Keep an eye out for single-sided breast pain because this could mean that your baby has difficulty turning their head in one direction to open their mouths wide enough for a strong latch.
Your practitioner should always assess for body tension and mechanics of your baby's tongue, including the presence of a tongue or lip tie. Consult with a breastfeeding expert or IBCLC to assess your baby. For bodywork, I always turn to infant cranio-sacral therapists, osteopaths or chiropractors who offer gentle-touch treatment.
3. Tongue or Lip Tie
*Different degrees of these which can still have proper functionality of the tongue and lip
A tongue or lip tie is when there is extra tissue growth and prevents the tongue or lip from moving well enough to get a good latch on the breast.

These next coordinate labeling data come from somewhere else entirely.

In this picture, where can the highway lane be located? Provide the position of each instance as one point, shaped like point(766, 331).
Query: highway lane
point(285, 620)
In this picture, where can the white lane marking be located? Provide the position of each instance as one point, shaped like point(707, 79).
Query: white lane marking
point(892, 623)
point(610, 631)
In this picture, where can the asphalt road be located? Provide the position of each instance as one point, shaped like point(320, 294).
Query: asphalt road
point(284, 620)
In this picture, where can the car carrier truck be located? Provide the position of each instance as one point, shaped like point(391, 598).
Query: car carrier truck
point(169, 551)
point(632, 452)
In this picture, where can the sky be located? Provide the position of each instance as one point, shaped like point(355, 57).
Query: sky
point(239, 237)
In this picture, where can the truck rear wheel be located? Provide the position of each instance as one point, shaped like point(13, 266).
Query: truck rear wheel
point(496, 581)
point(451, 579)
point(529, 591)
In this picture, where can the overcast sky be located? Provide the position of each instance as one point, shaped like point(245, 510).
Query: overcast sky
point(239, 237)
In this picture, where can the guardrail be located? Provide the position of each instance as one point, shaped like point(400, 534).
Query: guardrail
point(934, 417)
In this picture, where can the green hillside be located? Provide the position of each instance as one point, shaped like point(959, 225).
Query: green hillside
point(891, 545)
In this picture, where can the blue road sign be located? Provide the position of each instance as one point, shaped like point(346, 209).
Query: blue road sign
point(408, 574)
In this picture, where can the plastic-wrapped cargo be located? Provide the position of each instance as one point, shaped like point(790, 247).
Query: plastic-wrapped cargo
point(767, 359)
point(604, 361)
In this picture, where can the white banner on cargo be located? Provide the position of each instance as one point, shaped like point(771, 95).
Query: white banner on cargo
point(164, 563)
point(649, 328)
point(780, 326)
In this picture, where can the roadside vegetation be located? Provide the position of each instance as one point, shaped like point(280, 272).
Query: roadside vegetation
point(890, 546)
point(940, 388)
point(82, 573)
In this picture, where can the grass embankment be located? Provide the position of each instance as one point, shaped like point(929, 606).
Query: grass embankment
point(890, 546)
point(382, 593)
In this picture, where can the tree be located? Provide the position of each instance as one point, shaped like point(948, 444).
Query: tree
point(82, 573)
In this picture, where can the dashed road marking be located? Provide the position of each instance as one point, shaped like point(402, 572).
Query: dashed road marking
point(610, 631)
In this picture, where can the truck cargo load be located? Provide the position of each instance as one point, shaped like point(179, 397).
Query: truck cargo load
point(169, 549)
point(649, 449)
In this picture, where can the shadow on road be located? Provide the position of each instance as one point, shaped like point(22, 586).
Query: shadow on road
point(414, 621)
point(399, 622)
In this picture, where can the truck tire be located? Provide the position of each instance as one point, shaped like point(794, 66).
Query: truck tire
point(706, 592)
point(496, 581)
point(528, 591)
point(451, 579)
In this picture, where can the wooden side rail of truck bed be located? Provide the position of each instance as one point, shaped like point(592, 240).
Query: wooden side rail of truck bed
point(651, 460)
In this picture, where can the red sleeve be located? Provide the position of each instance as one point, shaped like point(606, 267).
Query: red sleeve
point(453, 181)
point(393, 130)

With a tongue tie, the tongue is restricted from moving high in the mouth to stimulate the breast to produce milk.
You may notice clicking when your baby is drinking from your breast, or see small, painless blisters on their lips which may tell you they are clinging onto your breast with their lips rather than their tongue.
Have a breastfeeding expert or IBCLC assess your baby if you think this is the case, or if you still have no relief after adjusting their latch.
Still Having Pain?
There are other conditions which can cause nipple or breast pain. If you are experiencing a burning, or throbbing pain in your breast or feel any hardness or engorgement, please seek extra help from a practitioner.